『天上の友』より

ダニエル・クロスビー・グリーン

2006年6月18日

 グリーン博士は一八四三年、北米マサチュセット州ロックスベリーに生まる。 父君亦教職の人にして、アメリカンボードの主事たること二十年、母堂亦 ボード主事たりし人の娘にして、博士は幼少の時、既に外国伝道に趣味を有し たりという。ウインゾー中学を卒へ、ミッドベリ大学に入り、転じてダルトマス 大学などに行く。一八六四年、ダルトマス大学を卒業し教育に従事すること二年、 一八六六年シカゴ神学校に入る。デビス、アッキンソン両博士と同級生なり。 一八六七年、アンドーヴァ神学校に転じ一八六九年卒業、同年七月ホルブス嬢と 結婚す。十月アメリカンボードの年会あり、日本伝道の開始を議決す。博士夫妻 選抜せられて日本に向かう。一八六九年(明治二年)十一月三十日横浜に着す。 盖し組合教会最初の宣教師なり。東京築地に住す。日曜の礼拝を其の家庭に執行す。 是れ東京に於ける日曜礼拝の嚆矢なるべし。
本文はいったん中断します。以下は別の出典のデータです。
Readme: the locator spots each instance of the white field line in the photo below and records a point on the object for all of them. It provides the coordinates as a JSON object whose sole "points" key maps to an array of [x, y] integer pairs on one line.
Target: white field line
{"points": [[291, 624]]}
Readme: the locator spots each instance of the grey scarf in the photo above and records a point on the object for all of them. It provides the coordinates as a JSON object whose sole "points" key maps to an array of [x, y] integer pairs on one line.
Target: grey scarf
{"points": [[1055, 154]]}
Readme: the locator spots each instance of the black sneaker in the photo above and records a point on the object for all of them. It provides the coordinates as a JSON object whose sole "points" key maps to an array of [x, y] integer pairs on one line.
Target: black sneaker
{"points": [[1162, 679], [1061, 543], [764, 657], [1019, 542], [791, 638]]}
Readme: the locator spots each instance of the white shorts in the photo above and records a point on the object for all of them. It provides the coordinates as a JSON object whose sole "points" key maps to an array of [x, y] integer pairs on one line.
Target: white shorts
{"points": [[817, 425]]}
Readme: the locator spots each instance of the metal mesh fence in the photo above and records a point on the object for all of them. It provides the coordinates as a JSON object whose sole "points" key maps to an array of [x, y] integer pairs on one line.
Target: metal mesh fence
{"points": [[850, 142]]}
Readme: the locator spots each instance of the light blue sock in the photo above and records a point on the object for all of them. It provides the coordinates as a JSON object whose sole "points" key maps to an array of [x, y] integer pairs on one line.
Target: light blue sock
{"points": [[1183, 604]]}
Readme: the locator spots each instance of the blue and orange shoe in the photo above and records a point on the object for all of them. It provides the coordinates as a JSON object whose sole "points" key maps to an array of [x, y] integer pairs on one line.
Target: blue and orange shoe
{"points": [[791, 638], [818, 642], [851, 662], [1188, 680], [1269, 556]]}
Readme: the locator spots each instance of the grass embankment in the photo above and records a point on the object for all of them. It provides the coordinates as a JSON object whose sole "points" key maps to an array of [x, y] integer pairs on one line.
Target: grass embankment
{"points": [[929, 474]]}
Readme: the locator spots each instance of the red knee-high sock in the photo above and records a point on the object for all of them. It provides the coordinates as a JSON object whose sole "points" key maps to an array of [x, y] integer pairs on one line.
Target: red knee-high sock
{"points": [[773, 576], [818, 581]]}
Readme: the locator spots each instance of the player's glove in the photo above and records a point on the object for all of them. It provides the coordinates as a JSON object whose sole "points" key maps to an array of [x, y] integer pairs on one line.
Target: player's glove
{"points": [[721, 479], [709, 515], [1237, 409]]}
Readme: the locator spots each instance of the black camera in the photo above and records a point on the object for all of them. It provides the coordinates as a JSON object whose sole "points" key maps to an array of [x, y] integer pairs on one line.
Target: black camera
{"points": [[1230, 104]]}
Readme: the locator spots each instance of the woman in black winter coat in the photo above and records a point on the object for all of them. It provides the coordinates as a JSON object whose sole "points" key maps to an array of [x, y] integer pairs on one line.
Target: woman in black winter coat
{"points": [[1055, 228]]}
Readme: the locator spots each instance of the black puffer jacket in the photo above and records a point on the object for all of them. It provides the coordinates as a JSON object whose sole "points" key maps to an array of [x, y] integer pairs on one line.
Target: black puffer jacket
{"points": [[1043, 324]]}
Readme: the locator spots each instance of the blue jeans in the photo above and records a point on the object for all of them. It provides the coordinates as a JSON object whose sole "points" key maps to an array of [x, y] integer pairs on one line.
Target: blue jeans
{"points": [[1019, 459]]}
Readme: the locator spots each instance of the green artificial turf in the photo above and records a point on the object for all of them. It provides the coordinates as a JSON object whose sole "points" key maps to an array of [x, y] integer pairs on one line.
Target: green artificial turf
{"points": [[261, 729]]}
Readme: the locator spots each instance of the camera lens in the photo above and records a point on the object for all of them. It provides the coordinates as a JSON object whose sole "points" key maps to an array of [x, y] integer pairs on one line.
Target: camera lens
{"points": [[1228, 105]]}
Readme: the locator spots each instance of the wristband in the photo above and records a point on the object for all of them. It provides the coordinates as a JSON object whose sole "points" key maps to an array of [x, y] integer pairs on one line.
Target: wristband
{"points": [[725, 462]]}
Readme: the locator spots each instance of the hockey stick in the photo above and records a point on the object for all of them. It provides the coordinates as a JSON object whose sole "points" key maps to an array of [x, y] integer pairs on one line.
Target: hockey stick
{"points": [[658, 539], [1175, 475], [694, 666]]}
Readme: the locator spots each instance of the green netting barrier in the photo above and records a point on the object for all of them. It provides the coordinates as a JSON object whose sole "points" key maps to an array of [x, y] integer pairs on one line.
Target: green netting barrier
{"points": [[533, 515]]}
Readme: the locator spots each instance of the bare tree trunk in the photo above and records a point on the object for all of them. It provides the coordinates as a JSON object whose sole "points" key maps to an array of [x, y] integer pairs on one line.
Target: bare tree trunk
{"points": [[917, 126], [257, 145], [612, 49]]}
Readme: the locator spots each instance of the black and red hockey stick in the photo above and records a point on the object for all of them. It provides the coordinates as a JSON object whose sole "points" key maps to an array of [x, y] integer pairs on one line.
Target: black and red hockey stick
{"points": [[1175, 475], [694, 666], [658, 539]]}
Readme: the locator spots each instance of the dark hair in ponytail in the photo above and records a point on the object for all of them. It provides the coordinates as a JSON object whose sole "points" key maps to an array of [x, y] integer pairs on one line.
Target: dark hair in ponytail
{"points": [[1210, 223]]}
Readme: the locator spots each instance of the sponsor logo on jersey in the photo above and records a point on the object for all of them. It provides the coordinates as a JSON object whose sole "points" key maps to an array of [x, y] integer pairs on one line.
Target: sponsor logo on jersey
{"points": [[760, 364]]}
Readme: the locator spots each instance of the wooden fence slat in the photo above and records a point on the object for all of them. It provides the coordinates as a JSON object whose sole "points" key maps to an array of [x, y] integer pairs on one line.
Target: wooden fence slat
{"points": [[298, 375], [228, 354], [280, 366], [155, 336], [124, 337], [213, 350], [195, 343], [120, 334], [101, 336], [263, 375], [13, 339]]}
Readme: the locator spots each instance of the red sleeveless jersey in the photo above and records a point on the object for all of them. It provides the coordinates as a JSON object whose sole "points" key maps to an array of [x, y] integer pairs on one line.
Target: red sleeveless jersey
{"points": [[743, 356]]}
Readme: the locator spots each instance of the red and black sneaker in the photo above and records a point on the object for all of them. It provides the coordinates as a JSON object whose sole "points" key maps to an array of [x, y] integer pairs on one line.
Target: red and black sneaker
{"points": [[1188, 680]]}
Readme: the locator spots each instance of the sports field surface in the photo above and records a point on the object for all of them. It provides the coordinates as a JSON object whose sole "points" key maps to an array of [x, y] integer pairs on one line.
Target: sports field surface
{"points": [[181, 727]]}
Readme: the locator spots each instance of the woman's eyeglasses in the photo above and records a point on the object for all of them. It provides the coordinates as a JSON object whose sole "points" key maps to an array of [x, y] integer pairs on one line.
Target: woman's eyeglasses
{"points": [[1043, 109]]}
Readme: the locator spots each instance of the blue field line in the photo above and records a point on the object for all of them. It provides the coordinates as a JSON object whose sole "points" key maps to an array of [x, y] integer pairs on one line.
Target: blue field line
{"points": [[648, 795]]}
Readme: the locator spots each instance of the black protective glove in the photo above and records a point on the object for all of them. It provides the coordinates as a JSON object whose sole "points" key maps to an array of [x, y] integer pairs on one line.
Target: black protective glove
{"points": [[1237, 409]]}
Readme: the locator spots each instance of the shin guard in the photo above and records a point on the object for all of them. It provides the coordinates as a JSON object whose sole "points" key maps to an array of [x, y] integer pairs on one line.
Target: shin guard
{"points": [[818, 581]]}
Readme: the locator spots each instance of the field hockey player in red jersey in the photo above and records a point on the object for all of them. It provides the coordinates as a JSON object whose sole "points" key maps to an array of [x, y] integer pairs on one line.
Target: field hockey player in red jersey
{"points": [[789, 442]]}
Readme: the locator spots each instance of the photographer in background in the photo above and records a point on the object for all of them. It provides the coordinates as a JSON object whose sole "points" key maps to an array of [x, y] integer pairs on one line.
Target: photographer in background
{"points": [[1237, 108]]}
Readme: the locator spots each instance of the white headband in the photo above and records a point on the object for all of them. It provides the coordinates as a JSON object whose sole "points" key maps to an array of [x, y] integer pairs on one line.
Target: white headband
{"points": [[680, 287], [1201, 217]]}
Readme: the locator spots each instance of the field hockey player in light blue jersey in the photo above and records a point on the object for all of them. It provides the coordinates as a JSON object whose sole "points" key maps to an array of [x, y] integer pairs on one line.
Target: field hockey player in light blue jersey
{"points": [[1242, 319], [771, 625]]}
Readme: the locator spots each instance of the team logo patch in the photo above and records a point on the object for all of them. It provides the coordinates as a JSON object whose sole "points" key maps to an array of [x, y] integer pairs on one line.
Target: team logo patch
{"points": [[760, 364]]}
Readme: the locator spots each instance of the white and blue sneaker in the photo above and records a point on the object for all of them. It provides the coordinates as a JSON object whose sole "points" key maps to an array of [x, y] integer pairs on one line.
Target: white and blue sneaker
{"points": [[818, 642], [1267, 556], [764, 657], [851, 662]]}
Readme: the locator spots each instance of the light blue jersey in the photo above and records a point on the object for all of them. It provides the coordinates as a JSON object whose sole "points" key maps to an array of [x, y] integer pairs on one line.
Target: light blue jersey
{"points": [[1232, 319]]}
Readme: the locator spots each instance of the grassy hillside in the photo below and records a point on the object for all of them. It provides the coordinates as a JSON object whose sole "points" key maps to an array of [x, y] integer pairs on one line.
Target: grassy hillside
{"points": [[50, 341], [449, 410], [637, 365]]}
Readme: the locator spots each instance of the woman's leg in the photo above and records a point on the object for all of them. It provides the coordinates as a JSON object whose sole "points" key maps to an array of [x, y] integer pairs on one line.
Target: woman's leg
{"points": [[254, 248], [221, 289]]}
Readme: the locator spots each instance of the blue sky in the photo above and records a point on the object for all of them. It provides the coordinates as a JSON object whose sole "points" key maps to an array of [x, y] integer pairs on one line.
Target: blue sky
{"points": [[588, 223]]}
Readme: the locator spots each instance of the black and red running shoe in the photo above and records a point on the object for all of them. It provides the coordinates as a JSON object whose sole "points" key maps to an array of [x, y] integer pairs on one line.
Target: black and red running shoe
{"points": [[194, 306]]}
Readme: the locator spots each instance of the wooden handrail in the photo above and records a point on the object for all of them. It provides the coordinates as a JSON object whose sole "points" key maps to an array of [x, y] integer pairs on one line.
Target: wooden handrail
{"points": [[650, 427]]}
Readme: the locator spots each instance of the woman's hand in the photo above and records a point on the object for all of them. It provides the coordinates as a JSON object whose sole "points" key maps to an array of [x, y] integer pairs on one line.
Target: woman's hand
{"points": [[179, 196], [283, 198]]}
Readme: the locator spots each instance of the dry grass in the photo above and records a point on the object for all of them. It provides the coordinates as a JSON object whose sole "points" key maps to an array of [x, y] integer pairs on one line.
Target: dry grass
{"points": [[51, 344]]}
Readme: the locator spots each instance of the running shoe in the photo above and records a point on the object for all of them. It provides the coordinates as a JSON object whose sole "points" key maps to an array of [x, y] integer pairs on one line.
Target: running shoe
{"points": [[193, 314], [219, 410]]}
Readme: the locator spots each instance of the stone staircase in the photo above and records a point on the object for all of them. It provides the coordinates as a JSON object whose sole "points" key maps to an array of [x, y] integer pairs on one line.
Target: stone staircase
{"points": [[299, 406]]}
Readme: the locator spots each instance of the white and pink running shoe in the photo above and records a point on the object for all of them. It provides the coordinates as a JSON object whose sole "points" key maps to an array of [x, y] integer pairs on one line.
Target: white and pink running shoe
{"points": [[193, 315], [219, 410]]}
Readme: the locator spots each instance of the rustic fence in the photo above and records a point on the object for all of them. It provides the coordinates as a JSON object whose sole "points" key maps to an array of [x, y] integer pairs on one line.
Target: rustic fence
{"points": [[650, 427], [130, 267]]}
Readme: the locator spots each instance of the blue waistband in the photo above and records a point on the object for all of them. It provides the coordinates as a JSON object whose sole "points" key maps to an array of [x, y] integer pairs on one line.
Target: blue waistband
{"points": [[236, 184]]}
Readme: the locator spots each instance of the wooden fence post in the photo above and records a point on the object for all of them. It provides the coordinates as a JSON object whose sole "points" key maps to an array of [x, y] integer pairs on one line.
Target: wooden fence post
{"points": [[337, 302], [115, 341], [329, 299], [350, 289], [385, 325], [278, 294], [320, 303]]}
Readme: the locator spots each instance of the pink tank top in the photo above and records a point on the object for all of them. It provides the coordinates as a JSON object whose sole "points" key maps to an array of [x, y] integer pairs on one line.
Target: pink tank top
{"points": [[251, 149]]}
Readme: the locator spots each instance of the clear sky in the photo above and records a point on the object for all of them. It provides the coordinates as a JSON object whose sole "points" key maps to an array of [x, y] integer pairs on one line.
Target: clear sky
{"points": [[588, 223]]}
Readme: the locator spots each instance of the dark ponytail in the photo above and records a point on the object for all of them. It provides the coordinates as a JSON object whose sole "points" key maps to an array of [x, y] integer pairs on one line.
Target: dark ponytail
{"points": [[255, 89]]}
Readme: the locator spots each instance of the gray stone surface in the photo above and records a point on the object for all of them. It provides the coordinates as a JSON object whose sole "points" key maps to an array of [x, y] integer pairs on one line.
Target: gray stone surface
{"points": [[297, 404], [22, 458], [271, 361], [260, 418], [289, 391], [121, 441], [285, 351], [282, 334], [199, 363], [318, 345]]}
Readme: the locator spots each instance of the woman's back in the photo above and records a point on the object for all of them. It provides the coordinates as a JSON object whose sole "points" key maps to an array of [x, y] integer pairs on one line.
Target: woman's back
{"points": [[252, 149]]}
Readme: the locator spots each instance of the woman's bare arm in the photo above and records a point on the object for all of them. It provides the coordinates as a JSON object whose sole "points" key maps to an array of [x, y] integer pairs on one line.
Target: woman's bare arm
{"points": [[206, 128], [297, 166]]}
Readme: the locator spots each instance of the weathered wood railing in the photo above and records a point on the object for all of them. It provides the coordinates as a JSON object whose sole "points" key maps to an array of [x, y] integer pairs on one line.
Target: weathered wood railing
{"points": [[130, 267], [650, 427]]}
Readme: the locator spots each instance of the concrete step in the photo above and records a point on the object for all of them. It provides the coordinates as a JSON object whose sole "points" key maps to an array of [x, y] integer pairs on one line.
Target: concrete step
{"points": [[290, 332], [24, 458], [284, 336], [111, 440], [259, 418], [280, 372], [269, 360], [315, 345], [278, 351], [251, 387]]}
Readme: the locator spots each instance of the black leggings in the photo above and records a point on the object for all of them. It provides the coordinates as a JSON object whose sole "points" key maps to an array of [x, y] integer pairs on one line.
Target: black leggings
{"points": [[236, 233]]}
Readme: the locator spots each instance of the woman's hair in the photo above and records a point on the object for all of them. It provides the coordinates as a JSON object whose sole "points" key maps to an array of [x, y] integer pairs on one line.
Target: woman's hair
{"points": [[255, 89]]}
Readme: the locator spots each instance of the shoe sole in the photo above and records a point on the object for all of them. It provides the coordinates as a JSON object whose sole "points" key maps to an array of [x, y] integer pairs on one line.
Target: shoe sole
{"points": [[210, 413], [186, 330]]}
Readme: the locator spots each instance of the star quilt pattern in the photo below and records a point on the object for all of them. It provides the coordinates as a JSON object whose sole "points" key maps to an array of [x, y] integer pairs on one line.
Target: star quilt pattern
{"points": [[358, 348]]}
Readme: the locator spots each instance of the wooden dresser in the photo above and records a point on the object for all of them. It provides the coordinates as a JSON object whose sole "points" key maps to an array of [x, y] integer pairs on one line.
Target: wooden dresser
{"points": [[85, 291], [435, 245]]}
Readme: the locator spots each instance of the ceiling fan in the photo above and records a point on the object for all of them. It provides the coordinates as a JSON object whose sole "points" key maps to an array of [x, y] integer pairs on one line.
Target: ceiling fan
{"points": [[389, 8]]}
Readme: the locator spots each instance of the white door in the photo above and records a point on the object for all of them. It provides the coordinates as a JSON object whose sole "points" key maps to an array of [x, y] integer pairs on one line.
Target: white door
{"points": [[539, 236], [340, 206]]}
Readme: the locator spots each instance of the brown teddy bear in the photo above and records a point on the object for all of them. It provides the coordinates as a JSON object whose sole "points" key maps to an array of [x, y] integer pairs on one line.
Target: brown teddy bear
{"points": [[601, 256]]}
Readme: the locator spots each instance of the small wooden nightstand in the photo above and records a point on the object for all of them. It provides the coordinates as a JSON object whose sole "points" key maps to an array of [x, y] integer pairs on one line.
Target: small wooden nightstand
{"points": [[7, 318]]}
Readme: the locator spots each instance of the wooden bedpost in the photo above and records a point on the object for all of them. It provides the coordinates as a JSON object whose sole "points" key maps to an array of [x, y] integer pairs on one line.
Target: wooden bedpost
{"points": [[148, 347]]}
 一八七〇年三月神戸に移る。当時横浜にはヘボン、ブルベッキ、ブラオンの 諸宣教師ありしを以って、伝道未開の地に根拠を置きしは当然なりというべし。 博士当年回顧の言に曰く。『神戸は其の時伝道未開なりしと共に、地理上大阪、 京都の大都会に近く、内海に沿いては市外甚だ多く、伝道の中心として将に好適地 なり。而してこの選択は後年の発展に徴して其誤らざるを知る』と博士が経論の 人たる所以この時早くも発揮せられたりし也。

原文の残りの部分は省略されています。